Blogs > FRENCH TEACHER IN HIDING FOR CRITICIZING ISLAM/update

Oct 6, 2006

FRENCH TEACHER IN HIDING FOR CRITICIZING ISLAM/update



The September 28 edition of France 2 news includes a report entitled"Tribune sur l'islam: menaces contre un professeur de philosophie" about a 52 year old that secondary school Philosophy teacher, Robert Redeker, and his family went into hiding a week ago after receiving email death threats the police considers serious. Some even talk about Fatwa. His home is under police protection. This is the result of an op-ed he published in Le Figaro. Expatica writes:

Under the heading"In the face of Islamist intimidation, what must the free world do?", Redeker described the Koran as a"book of extraordinary violence" and Islam as"a religion which ... exalts violence and hate".

Hundreds protest in Paris over Prophet cartoons Should this post with a picture of the Prophet Mohammed? Likening Islam to Communism, he said that"violence and intimidation are the methods used by an expansionist ideology ... to impose its leaden cloak on the world".

He also argued that Muslim response to Pope Benedict's academic exposition demonstrated that they wish to limit Western freedom of speech.

When asked whether he was sorry he published the article he says no. His classes are taught by a substitute teacher.

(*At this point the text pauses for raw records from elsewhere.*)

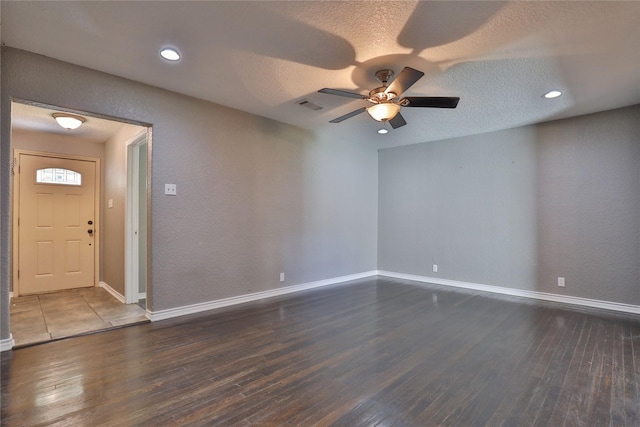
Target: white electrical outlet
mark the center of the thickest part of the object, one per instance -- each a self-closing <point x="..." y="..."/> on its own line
<point x="170" y="189"/>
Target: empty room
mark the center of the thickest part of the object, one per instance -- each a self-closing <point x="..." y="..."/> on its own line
<point x="349" y="213"/>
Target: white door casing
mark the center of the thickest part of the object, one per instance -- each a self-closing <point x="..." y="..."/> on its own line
<point x="57" y="224"/>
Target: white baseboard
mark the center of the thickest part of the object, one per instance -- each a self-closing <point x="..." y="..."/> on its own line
<point x="113" y="292"/>
<point x="225" y="302"/>
<point x="544" y="296"/>
<point x="7" y="344"/>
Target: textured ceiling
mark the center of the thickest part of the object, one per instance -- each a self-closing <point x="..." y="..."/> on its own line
<point x="262" y="57"/>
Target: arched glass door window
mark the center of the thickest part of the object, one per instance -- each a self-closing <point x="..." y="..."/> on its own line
<point x="58" y="176"/>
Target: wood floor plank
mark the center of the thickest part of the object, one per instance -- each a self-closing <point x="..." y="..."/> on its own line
<point x="374" y="352"/>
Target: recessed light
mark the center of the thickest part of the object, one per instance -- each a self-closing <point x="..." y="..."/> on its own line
<point x="170" y="54"/>
<point x="552" y="94"/>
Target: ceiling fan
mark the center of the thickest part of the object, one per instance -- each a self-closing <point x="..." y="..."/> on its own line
<point x="386" y="106"/>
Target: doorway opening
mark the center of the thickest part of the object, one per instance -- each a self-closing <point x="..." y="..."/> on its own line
<point x="58" y="239"/>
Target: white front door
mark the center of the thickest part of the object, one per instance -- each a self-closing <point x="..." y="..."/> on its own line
<point x="56" y="224"/>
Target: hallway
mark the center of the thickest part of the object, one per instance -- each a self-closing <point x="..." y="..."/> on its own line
<point x="47" y="317"/>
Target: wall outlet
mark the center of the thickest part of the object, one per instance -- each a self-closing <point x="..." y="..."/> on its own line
<point x="170" y="189"/>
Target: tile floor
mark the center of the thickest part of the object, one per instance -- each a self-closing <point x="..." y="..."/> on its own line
<point x="46" y="317"/>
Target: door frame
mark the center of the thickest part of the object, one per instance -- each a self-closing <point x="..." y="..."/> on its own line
<point x="132" y="222"/>
<point x="16" y="210"/>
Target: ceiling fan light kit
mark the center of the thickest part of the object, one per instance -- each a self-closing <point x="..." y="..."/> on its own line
<point x="386" y="107"/>
<point x="383" y="112"/>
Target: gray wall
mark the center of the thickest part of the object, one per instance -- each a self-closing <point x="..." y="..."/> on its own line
<point x="519" y="208"/>
<point x="255" y="197"/>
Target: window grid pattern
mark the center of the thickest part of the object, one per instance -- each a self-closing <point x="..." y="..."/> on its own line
<point x="58" y="176"/>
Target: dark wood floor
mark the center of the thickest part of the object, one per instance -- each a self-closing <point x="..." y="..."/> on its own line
<point x="376" y="352"/>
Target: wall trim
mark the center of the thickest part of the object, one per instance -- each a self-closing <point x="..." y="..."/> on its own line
<point x="7" y="343"/>
<point x="225" y="302"/>
<point x="544" y="296"/>
<point x="113" y="292"/>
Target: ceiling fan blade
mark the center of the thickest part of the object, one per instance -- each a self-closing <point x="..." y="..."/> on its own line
<point x="397" y="121"/>
<point x="342" y="93"/>
<point x="349" y="115"/>
<point x="407" y="77"/>
<point x="430" y="101"/>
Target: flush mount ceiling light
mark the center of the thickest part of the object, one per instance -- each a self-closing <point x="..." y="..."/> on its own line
<point x="170" y="54"/>
<point x="384" y="112"/>
<point x="552" y="94"/>
<point x="69" y="121"/>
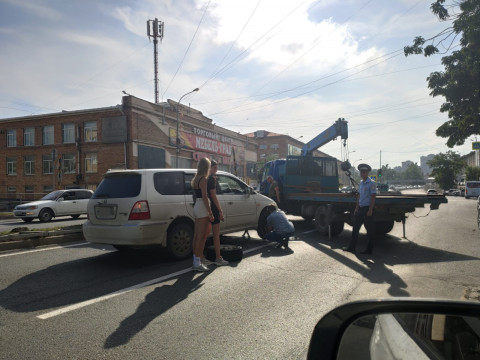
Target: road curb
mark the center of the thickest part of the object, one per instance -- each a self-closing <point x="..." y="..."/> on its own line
<point x="33" y="240"/>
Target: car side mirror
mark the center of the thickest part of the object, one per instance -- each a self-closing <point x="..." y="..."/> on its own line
<point x="398" y="328"/>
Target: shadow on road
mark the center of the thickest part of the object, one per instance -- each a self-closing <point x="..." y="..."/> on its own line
<point x="160" y="300"/>
<point x="83" y="279"/>
<point x="88" y="278"/>
<point x="389" y="250"/>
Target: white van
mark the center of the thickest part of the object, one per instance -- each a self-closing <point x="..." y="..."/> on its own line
<point x="472" y="189"/>
<point x="135" y="208"/>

Francis Morel, the editor of Le Figaropublished today an editorial asserting that the paper accommodate in its columns a wide variety of view on controversial subjects and that it is its role to do so. Morel concluded forcefully:

To understand our world, to form an opinion, it is also necessary to know to look at those which live differently and to listen to those which think differently. We thus condemn with greatest firmness the serious attacks to freedom to think and the freedom of expression that this business caused.

Tunisia already blocked the sale of the paper carrying the article. It did the same during the Danish cartoon upheavals. The authorities are probably worried that it may cause public demonstrations.

I suspect that this has just begun. Where will this end?

Michelle Malkin picked up the story and is running with it here and here. Her material includes a letter from Redeker as well as a translation of his article. The letter says:

“I am now in a catastrophic personal situation. Several death threats have been sent to me, and I have been sentenced to death by organizations of the al-Qaeda movement. [...] On the websites condemning me to death there is a map showing how to get to my house to kill me, they have my photo, the places where I work, the telephone numbers, and the death fatwa. [...] There is no safe place for me, I have to beg, two evenings here, two evenings there. [...] I am under the constant protection of the police. I must cancel all scheduled conferences. And the authorities urge me to keep moving. [...] All costs are at my own expense, including those of rents a month or two ahead, the costs of moving twice, legal expenses, etc.

It's quite sad. I exercised my constitutional rights, and I am punished for it, even in the territory of the Republic. This affair is also an attack against national sovereignty – foreign rules, decided by criminally minded fanatics, punish me for having exercised a constitutional right, and I am subjected, even in France, to great injury.”